On a l’impression que le théâtre irakien ou syrien n’ont plus beaucoup d’influence ?

Oui et non, car tout être humain a besoin de justifier son acte, même barbare. C’est la le génie du jihadisme 3ème génération qui, à partir d’un agenda géopolitique précis (jihad contre Assad et les Occidentaux), recrute à distance des psychopathes en sommeil grâce à une hyper communication fondée sur la haine anti-occidentale relayée par nos médias avides de sensation morbides. Toutefois, ce terrorisme 3.0 a pour but de faire plier les gouvernements « mécréants » dans le cadre d’un totalitarisme salafiste apocalyptique qui fonctionne comme une secte planétaire. Dans Comprendre le chaos syrien, nous montrons avec Randa Kassis que le carburant de ce jihad global est la lutte obsessionnelle contre l’« islamophobie » occidentale dont se font l’écho nos élites bien pensantes. Même si il n’y a plus de liens pyramidaux entre ces terroristes radicalisés sur le Web et les chefs jihadistes syriens ou autres, on ne peut nier l’influence mobilisatrice des appels au jihad lancés sur le web par des idéologues d’Al-Qaïda ou de Da’ech, comme Abou Bakr Naji, auteur du « Management de la barbarie », ou Abou Moussab Al-Suri, auteur de « L’Appel à la résistance islamique mondiale », qui invitent tout musulman à tuer de n’importe quelle manière tout mécréant occidental et en tous lieux. Il va falloir être très inventif pour combattre cet ennemi transverse et asymétrique.

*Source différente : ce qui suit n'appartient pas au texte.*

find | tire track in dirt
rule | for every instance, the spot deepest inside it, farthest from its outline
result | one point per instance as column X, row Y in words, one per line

Nos élites politiques qui ont laissé s’exprimer des jihadistes dans nos démocraties ont-ils enfin pris la mesure de la menace ?

Il ont compris la démocratisation du néo-terrorisme « de proximité », très difficile à démanteler, mais ils ne combattent pas du tout ses deux carburants majeurs qu’aurait combattu Karl Popper: la banalisation de la haine anti-occidentale dans nos banlieues, qualifiée par Malek Boutih dans son rapport comme « nazifiante », puis la source juridique sunnite-orthodoxe du jihadisme dont se réclame Da’ech, or comment délégitimer cette violence légale si elle est enseignée dans la charià, dans des mosquées d’Europe, et si ses promoteurs sont formés en Arabie saoudite gardiens des lieux saints musulmans ?

Pour faire face à ce nouveau type de terrorisme réticulaire, l’opération Sentinelle est elle pertinente ?

Elle est selon moi peu dissuasive pour les terroristes. Elle sert à rassurer les populations et à faire croire que le pouvoir agit… Des militaires armées de Famas en public, donc faciles à prendre pour cible, n’empêchent pas de déjouer des attentats. L’urgence est au renseignement intérieur de proximité, aux filatures, exploitations d’écoutes, etc, or pour suivre efficacement tous les fichés S, il faut multiplier par 6 ou 10 le nombre d’hommes… La guerre contre le jihad globalisé ne fait que commencer. La haine proto-jihadiste couve depuis des décennies et nos politiques n’ont rien fait pour promouvoir ce que j’appelle un « patriotisme intégrateur »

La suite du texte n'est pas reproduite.